Scientific classification
- Kingdom: Animalia
- Phylum: Chordata
- Class: Amphibia
- Order: Anura
- Family: Leptodactylidae
- Genus: Leptodactylus
- Species: L. cupreus
- Binomial name: Leptodactylus cupreus Caramaschi, Feio, and São Pedro, 2008

= Leptodactylus cupreus =

- Genus: Leptodactylus
- Species: cupreus
- Authority: Caramaschi, Feio, and São Pedro, 2008
- Conservation status: LC

Species of frog

Leptodactylus cupreus is a species of frog in the family Leptodactylidae. It is endemic to Venezuela.

==Habitat==
This frog lives in forests with large numbers of epiphytes. It has been observed between 0 and 1700 meters above sea level.
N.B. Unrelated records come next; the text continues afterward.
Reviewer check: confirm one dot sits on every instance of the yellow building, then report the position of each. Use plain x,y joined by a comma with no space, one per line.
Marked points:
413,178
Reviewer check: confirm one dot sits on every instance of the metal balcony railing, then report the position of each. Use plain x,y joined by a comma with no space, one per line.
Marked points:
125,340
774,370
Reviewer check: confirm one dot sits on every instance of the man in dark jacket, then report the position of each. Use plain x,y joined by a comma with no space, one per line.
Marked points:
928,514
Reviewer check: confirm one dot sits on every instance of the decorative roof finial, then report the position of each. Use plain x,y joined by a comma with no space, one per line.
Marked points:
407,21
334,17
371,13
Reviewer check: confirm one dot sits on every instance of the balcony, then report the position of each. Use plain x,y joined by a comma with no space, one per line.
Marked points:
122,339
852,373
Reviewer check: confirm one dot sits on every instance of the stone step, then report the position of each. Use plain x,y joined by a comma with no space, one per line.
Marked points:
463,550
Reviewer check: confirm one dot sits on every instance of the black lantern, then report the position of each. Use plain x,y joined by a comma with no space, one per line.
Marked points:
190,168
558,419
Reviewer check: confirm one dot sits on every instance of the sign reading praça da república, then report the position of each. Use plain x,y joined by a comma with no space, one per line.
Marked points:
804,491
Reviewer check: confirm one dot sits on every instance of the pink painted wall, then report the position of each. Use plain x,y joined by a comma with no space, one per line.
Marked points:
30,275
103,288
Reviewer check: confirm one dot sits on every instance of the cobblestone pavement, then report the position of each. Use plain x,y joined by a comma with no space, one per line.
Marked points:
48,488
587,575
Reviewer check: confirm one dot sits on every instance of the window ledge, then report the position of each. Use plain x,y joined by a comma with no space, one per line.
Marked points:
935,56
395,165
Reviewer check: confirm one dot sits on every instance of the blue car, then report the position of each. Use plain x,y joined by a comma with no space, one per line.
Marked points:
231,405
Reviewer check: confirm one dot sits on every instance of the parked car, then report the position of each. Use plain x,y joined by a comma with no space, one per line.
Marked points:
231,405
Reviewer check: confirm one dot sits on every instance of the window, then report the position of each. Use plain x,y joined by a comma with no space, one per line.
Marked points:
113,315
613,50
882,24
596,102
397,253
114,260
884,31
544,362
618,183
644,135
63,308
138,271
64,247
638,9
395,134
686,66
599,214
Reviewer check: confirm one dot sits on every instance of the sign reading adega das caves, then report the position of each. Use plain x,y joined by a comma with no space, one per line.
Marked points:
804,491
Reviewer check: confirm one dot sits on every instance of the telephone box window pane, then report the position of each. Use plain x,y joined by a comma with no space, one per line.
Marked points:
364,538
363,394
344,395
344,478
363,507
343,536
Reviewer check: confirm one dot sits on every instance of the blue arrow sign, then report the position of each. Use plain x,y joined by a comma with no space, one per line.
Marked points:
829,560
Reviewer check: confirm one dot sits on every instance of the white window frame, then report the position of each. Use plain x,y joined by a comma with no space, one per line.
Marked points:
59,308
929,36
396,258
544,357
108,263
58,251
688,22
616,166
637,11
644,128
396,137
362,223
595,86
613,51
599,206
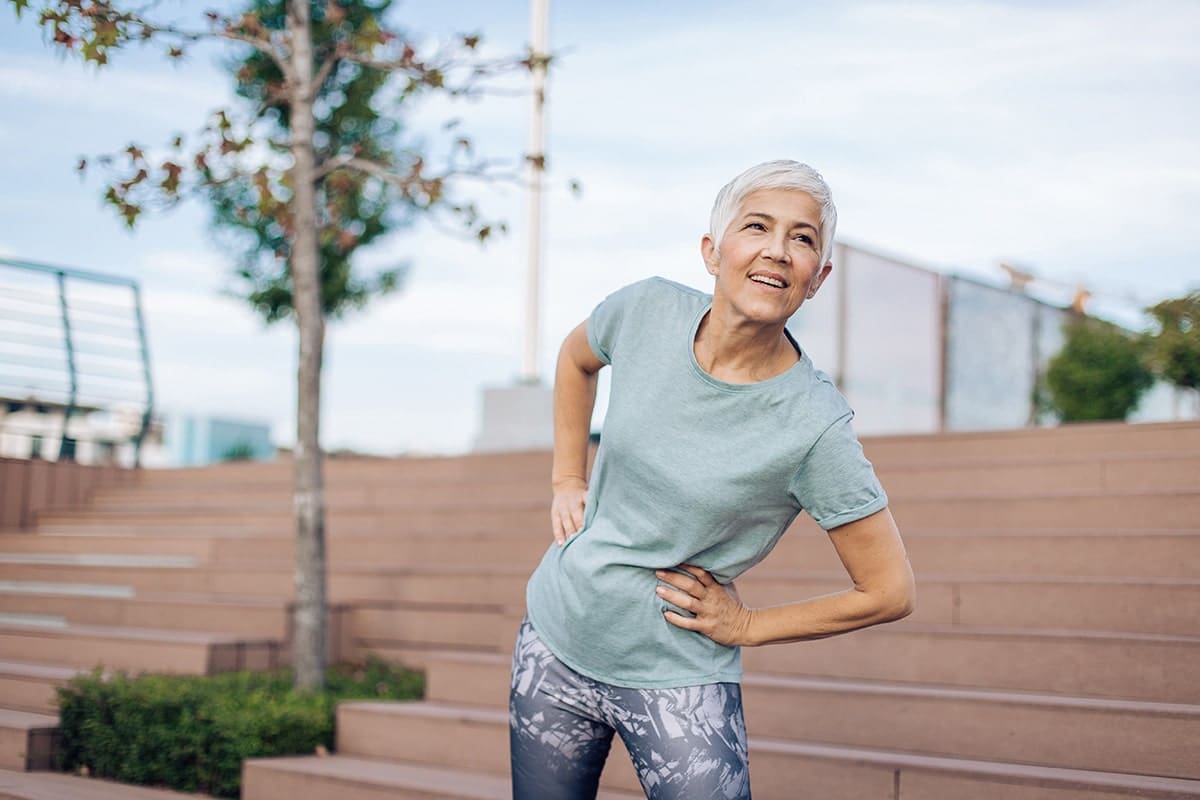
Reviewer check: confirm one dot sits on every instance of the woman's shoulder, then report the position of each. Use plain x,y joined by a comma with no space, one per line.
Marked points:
658,294
821,401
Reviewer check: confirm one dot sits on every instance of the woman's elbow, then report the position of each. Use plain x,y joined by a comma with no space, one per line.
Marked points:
899,600
904,597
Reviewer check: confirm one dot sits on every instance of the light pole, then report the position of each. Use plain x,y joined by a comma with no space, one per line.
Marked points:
539,24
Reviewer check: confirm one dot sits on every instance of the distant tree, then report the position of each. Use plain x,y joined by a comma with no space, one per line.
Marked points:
307,173
1099,372
1174,349
354,209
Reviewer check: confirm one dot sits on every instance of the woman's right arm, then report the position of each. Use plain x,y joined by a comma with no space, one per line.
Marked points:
575,396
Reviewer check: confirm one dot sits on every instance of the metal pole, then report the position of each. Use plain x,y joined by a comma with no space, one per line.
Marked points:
539,23
70,348
145,371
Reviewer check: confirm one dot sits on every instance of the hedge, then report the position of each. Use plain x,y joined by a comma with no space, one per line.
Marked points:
192,733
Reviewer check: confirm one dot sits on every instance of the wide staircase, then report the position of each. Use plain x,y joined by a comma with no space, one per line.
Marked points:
1054,654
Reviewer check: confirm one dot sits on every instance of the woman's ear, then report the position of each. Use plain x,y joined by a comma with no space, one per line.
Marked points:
708,252
820,278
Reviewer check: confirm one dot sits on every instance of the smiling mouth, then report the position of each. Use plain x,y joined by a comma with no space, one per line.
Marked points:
768,281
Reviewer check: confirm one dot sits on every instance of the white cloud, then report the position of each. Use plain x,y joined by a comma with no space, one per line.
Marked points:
166,95
1056,136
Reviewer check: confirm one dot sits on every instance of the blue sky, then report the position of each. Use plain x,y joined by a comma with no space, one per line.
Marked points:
1056,136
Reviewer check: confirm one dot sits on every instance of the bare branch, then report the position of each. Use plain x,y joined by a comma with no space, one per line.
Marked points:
327,67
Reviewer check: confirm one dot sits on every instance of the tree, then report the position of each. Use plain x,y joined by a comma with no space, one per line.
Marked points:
298,192
1098,374
355,210
1174,350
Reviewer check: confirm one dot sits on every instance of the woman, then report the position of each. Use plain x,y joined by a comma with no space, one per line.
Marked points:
719,432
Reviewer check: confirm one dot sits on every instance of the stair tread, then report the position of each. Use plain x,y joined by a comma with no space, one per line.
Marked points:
11,719
891,758
897,689
41,671
57,786
137,633
454,783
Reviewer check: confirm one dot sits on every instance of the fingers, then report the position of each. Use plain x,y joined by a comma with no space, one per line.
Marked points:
677,597
679,620
700,573
565,519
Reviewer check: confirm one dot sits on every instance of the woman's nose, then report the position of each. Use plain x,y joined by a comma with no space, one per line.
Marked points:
777,250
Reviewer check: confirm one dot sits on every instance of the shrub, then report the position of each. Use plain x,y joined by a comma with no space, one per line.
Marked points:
1098,374
192,733
1175,347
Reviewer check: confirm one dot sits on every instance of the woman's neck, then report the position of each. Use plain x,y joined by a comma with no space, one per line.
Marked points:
743,353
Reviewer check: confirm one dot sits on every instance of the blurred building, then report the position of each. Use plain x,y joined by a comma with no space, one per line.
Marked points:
917,350
197,440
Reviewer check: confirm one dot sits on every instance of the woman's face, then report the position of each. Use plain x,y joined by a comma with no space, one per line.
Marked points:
769,258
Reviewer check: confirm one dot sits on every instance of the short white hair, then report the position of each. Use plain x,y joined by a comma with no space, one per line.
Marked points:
771,175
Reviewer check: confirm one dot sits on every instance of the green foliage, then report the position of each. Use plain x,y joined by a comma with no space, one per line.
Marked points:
240,450
1174,350
192,733
353,208
1099,373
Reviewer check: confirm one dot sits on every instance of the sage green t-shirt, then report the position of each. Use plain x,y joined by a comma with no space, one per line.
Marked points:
690,470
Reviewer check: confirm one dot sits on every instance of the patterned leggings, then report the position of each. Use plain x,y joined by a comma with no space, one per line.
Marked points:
687,744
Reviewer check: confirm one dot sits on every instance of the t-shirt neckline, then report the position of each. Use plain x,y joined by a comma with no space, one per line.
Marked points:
724,385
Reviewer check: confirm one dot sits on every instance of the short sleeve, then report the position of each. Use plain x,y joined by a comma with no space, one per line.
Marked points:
606,320
835,482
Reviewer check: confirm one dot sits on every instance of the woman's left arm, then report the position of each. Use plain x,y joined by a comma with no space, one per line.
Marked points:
873,554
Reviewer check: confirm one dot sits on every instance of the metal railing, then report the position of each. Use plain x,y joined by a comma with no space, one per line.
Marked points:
72,343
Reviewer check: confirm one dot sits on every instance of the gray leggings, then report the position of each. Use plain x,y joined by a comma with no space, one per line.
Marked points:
687,744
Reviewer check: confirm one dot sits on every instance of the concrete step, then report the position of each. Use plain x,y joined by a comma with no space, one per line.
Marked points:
1134,554
1168,606
1101,511
1031,475
430,625
414,521
33,687
27,740
273,581
1073,440
251,617
1085,663
1031,728
469,467
136,649
383,494
913,477
197,547
346,777
57,786
1177,510
477,739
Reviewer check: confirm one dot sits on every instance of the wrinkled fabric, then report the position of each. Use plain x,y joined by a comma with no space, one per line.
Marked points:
687,744
690,470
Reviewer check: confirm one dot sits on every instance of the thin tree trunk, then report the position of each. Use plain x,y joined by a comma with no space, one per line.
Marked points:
309,627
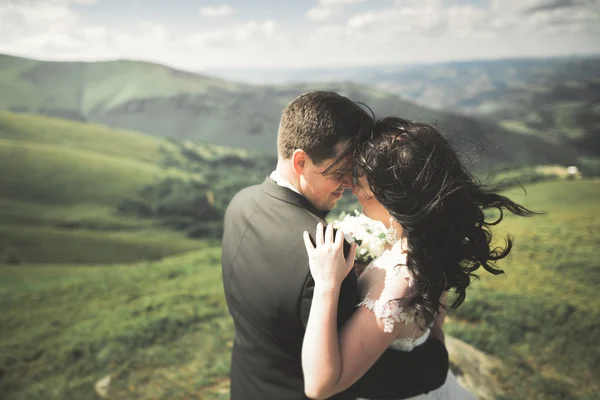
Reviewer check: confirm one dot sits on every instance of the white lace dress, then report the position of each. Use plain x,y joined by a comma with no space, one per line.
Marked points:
382,283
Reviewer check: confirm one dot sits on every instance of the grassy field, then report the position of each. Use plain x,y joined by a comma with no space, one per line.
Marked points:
161,329
61,184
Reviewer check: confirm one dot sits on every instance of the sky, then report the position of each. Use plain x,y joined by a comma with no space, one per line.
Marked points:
196,35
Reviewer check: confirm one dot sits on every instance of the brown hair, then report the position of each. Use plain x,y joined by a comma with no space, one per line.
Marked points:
316,122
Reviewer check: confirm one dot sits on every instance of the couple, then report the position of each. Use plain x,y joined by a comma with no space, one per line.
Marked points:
306,325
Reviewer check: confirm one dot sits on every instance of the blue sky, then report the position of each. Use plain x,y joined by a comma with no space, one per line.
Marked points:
197,34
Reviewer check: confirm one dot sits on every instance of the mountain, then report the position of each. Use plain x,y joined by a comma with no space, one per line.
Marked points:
555,99
161,329
169,103
85,193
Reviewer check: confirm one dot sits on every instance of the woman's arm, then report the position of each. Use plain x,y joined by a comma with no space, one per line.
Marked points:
331,363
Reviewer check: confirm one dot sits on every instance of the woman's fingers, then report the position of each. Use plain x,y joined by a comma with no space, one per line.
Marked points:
339,238
351,256
329,234
307,243
319,234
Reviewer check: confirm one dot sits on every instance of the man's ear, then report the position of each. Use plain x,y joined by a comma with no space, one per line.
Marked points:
299,161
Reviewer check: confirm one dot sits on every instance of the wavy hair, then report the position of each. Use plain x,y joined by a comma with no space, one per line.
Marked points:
415,173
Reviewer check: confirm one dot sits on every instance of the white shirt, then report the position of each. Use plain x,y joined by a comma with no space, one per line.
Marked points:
282,182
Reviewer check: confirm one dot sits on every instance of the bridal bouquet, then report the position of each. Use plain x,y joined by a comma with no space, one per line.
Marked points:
369,235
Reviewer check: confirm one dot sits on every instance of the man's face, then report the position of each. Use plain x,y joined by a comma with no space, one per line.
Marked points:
324,191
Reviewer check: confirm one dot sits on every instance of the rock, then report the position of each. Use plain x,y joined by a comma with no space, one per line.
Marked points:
474,369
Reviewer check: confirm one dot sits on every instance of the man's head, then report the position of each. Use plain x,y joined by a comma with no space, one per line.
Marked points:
315,141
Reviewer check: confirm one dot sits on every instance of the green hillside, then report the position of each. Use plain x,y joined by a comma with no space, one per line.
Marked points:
161,329
166,102
83,193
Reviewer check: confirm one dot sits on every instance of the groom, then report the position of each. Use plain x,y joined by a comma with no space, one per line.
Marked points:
266,277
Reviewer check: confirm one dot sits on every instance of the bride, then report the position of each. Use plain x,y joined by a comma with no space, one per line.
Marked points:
411,180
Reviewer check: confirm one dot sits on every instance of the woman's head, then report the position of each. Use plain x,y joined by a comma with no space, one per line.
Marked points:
413,172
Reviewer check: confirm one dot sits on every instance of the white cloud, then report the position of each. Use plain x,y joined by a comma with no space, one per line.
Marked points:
217,11
326,9
408,30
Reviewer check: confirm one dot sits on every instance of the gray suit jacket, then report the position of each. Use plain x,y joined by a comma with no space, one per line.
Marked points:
268,287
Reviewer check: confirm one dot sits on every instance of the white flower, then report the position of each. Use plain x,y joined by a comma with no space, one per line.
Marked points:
367,233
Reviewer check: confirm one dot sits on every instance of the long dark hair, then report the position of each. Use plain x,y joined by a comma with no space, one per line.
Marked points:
415,173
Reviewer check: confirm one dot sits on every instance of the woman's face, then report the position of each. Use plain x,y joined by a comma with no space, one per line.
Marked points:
371,207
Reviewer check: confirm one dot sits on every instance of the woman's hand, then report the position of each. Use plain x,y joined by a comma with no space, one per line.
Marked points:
326,260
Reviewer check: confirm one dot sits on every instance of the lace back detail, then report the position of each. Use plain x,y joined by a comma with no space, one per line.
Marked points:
390,311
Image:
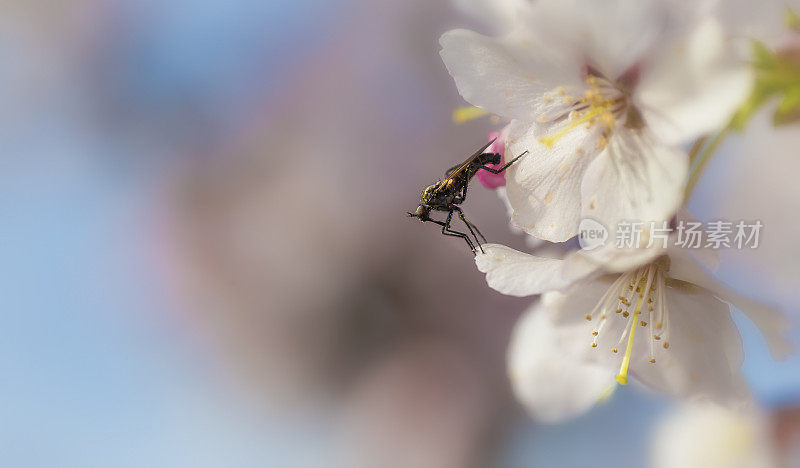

The frog has been reported in protected places, specifically PARES da Serra do Brigadeiro, PARMU do Monte Mochuara, and RPPN Estacao Veracel.

==Reproduction==
The male frog sits under a plant and calls to the female frogs. The female frog builds a foam nest in burrow underground. After the eggs hatch, rainfall washes the tadpoles into nearby pools.

==Threats==
The IUCN classifies this species as least concern. In some areas, it is in some danger from habitat loss associated with agriculture, silviculture, and livestock grazing.

==Original description==
- Caramaschi U (2008). "A new species of Leptodactylus Fitzinger (Anura, Leptodactylidae) from Serra do Brigadeiro, State of Minas Gerais, southeastern Brazil."